I started crying again because of the validation. Finally! She asked for lab work, and once it was done, it confirmed the diagnosis: an insulinoma. I had been living with tremendous amounts of insulin, and the seizures were not neurological they were caused by my blood sugar dropping to 40 at the drop of a hat.

Now, there was another issue. Insulinomas and neuroendocrine tumors, in general, are the lesser-treaded path in oncology, and in Egypt, this area was still new. My oncologist was, in fact, just beginning to tour conferences and deliver lectures to other doctors about them.

It took me one more year of trying to locate the insulinoma through different types of medical imaging. I didn’t know back then that it was a secreting tumor, one that would only show during active secretion until I found a support group for insulinoma patients. It was based in the USA, but I connected with a fellow Egyptian who had spent five years seeking a diagnosis. His condition had become so misunderstood that doctors began telling his mother (a physician, by the way) that he might be mentally ill or on drugs, due to the fatigue, pain, and seizures.

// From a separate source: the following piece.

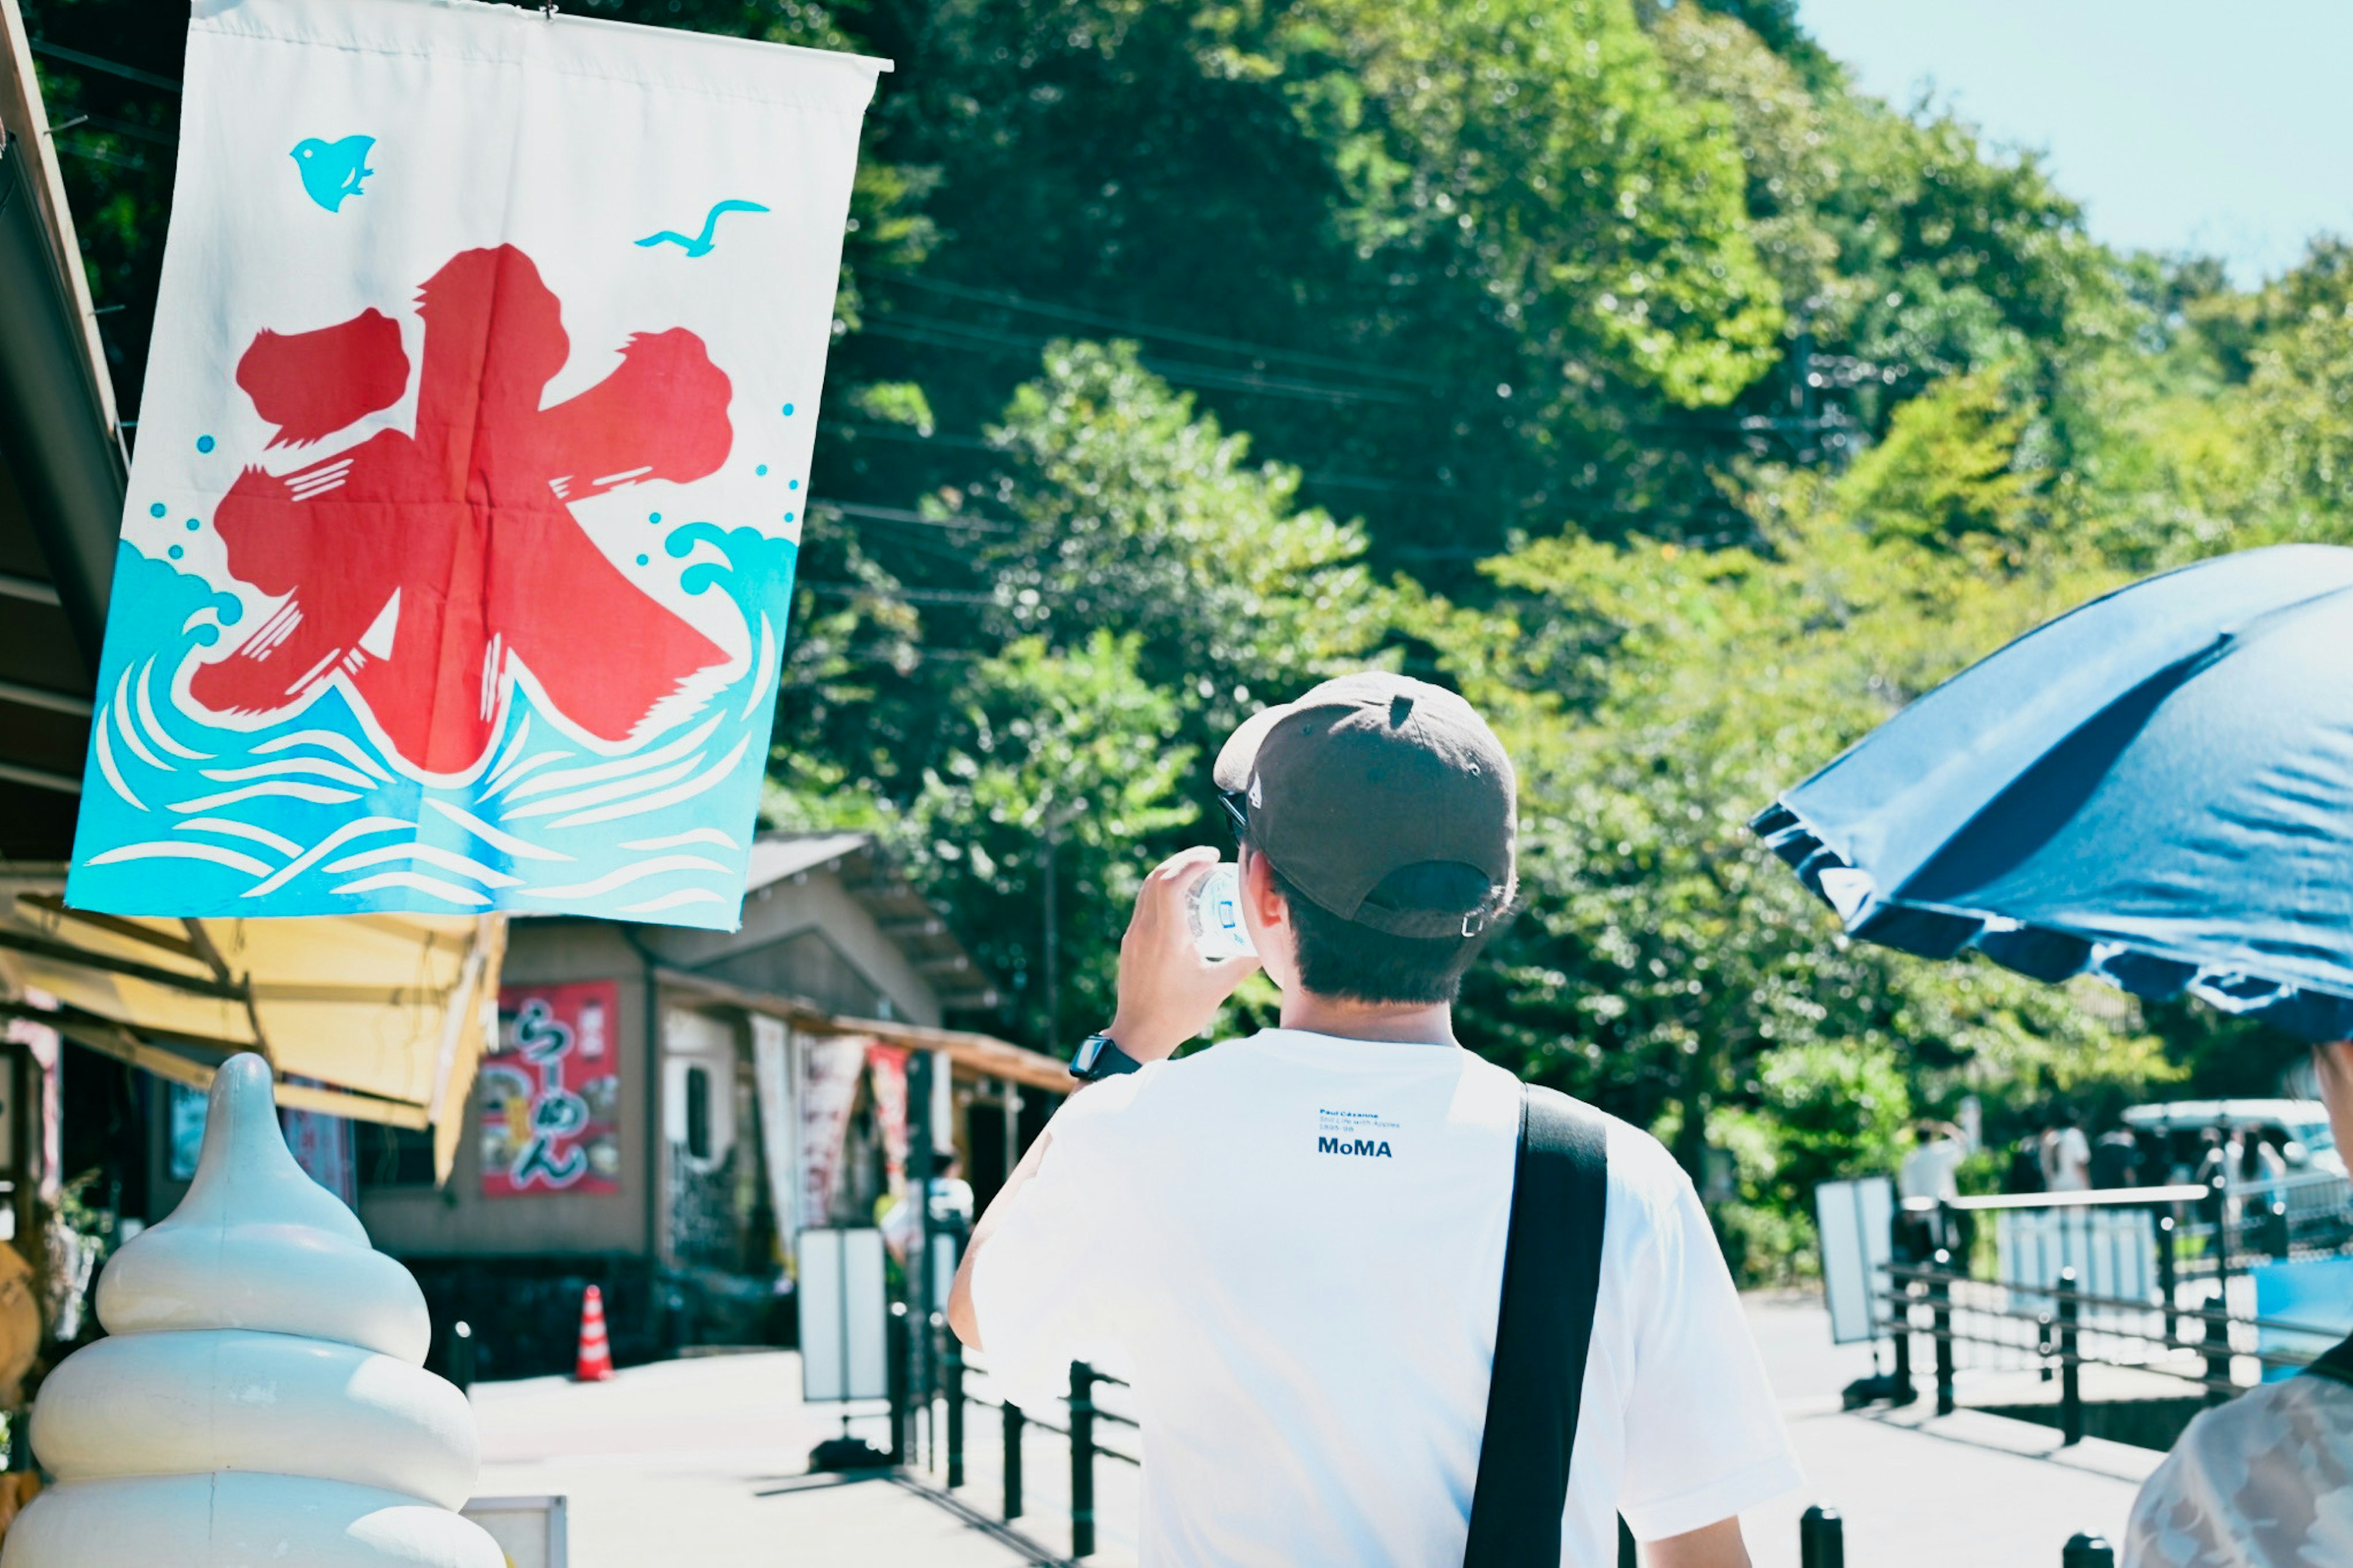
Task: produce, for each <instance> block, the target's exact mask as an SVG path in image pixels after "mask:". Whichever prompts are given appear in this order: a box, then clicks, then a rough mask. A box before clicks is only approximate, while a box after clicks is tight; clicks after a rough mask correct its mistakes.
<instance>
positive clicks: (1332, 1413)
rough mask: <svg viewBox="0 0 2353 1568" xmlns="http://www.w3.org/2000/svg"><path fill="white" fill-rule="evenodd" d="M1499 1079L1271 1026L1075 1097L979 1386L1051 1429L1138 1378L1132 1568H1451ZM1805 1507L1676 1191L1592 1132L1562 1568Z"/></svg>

He told me about his experience and advised me to see one hepatologist who had studied neuroendocrine tumor detection abroad and had helped him locate his tumor sites. Finally, a spot of hope. I was able to get an image of the tumor, and at 164 kg, with high blood pressure, heart rhythm issues, insulin resistance, and abrupt seizures, I had to find one surgeon who would give me a chance.

I went to a renowned institute where a committee of oncology professors unanimously refused to operate on me. They concluded that I could live better than risk my life under anesthesia.

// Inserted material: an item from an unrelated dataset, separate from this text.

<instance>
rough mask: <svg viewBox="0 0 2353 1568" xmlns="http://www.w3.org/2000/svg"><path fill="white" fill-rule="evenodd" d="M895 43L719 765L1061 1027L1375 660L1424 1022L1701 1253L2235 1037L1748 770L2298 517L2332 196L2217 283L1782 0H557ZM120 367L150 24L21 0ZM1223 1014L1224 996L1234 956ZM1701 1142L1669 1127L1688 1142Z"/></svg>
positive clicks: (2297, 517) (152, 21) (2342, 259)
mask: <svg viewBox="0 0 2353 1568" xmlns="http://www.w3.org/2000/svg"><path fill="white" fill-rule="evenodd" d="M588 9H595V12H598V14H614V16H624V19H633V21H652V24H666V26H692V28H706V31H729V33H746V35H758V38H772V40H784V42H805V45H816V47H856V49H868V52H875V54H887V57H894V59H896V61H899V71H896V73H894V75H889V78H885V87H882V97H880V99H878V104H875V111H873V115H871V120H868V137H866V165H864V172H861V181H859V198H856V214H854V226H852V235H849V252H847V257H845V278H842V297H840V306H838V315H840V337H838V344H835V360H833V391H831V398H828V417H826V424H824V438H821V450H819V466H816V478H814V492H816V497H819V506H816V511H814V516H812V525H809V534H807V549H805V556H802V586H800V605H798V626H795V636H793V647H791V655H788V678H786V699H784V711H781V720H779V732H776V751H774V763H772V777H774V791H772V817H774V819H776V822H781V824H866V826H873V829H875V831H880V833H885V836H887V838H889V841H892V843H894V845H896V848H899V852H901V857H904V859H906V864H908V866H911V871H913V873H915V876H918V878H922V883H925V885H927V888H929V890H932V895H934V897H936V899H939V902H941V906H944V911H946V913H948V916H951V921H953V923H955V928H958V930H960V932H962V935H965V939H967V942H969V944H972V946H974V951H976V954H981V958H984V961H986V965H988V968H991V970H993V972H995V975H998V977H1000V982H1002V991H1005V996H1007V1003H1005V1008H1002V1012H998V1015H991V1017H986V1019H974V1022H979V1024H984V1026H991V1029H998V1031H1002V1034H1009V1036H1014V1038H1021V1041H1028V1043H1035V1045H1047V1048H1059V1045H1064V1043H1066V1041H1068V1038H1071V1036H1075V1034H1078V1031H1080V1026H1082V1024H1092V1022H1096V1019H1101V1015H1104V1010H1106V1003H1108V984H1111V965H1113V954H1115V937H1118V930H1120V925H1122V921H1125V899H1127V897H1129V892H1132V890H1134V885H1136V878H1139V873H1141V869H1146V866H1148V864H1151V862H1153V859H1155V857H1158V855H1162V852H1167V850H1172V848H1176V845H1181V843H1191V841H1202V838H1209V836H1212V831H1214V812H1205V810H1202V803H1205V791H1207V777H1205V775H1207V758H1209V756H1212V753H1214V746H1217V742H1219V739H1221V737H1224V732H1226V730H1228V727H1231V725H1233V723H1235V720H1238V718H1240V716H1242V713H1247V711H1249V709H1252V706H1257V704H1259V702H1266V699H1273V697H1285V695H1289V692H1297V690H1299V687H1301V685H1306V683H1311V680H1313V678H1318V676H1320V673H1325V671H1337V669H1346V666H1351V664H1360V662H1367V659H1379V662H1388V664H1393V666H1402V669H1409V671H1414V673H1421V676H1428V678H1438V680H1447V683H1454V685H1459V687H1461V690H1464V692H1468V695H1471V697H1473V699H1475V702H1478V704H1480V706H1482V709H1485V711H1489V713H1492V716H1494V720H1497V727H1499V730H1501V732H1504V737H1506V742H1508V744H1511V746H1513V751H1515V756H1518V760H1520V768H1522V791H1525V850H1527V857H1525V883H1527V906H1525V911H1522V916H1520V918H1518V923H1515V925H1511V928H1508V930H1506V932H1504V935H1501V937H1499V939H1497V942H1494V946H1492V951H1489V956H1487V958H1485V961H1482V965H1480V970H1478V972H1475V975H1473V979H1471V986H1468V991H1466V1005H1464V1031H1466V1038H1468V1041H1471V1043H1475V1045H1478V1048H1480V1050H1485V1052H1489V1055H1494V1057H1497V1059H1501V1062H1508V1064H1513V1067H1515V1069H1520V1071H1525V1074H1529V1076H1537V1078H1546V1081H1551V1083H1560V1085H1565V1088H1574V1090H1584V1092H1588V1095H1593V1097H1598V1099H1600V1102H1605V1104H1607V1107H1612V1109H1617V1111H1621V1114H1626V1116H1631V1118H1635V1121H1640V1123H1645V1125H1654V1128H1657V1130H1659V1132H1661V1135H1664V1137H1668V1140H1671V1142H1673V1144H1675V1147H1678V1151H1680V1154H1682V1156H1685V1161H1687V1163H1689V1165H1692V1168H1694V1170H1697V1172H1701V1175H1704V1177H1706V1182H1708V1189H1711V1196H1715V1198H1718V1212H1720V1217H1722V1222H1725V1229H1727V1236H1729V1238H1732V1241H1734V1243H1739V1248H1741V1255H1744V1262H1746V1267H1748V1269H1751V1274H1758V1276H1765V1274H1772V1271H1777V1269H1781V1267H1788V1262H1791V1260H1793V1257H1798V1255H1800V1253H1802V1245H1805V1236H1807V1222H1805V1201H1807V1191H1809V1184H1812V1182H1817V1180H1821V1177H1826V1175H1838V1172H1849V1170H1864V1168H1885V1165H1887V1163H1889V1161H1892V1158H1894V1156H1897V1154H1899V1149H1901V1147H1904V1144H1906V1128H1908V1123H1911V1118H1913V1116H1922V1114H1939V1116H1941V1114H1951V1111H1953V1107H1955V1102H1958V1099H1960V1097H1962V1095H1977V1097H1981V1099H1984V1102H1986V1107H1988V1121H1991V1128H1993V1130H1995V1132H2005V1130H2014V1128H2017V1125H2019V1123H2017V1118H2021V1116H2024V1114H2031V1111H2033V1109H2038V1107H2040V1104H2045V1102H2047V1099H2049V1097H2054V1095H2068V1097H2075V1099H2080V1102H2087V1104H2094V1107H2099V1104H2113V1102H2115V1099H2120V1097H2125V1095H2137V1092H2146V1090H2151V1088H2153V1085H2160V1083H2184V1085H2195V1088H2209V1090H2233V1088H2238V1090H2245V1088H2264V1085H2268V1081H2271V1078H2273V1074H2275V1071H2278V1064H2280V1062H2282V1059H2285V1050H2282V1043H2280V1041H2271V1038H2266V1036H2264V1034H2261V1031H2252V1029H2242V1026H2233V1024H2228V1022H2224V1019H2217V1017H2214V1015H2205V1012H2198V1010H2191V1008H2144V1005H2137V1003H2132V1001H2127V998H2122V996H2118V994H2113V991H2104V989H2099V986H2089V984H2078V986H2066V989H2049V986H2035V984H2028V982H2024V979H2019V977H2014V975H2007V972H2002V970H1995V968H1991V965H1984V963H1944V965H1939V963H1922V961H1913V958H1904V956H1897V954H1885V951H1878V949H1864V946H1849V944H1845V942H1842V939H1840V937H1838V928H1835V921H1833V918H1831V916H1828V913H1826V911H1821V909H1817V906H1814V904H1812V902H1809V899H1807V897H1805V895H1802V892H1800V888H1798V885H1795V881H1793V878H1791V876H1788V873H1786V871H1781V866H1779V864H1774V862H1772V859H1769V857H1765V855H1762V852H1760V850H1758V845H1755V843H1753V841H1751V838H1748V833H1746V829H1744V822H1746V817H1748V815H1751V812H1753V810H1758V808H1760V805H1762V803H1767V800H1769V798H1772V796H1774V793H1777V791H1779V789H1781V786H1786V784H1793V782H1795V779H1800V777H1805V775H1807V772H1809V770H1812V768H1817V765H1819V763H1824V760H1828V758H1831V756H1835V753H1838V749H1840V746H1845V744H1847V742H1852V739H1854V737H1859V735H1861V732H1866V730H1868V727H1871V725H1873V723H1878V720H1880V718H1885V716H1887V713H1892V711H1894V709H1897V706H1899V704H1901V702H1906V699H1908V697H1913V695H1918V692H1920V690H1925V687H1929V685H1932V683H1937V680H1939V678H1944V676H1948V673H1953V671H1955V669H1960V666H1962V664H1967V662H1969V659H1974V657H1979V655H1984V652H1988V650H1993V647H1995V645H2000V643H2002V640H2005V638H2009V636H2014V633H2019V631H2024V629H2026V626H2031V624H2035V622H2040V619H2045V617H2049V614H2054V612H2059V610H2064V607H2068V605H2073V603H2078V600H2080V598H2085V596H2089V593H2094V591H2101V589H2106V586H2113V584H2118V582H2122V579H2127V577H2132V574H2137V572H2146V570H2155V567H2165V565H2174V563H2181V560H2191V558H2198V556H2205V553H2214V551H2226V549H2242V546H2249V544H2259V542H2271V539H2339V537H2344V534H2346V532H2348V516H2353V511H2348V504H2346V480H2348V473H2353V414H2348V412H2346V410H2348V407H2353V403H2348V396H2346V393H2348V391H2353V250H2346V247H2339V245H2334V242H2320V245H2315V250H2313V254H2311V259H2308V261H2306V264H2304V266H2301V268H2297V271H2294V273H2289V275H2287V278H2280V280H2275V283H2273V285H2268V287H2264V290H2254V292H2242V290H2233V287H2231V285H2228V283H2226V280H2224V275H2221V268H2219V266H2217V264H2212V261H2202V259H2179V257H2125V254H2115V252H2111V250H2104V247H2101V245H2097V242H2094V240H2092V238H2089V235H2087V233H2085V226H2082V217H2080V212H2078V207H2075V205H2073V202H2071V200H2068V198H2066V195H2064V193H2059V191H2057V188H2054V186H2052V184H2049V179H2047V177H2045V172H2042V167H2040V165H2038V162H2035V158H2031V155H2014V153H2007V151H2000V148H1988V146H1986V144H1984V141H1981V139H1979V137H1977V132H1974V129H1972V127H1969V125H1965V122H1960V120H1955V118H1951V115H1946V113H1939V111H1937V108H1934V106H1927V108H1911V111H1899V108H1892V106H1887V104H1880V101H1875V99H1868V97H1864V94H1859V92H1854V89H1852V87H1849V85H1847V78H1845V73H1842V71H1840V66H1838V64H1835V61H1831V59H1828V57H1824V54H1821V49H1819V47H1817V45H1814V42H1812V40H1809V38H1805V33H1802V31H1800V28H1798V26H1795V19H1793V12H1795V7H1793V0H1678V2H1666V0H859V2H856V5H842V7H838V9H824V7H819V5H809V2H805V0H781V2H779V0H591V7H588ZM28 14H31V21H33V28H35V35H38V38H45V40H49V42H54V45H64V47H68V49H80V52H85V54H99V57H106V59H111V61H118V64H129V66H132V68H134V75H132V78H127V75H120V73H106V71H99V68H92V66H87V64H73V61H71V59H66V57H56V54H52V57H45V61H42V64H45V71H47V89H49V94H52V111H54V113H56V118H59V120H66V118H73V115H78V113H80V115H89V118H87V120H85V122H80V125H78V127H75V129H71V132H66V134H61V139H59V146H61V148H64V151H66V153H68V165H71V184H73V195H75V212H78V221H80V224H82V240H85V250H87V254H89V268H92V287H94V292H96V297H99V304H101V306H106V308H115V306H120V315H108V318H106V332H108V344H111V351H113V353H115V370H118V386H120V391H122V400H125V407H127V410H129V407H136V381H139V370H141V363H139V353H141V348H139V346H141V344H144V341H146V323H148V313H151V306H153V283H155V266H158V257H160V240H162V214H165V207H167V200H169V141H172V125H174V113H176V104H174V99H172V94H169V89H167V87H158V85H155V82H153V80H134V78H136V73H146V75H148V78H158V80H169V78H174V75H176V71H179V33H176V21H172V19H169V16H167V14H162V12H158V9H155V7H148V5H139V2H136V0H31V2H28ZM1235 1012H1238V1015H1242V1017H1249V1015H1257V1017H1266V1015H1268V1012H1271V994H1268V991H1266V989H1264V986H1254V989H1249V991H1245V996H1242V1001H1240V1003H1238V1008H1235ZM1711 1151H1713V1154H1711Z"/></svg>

After around 10 months, one brave surgeon agreed to help. I stopped breathing twice in the operating room and spent two weeks in the hospital, but I made it.

Today, in 2025, I am still recovering from hepatic steatosis and fibrosis, traumatic brain injury, muscle mass loss, high blood pressure, imbalanced blood lipids, and, of course, depression. Maybe I would have avoided many of these side effects and the mental trauma if I had known about patient advocacy or had challenged my doctors more.

Today, I am the Vice President of the Board of Trustees at the Cancer Care Egypt Foundation, a patient advocacy group, and a proud member of the WPA helping patients with all I’ve got.

My advice to you is this:

Just set your foot to the ground and be your own advocate. Read research and ask for help when needed from health professionals, caregivers, and patient advocates.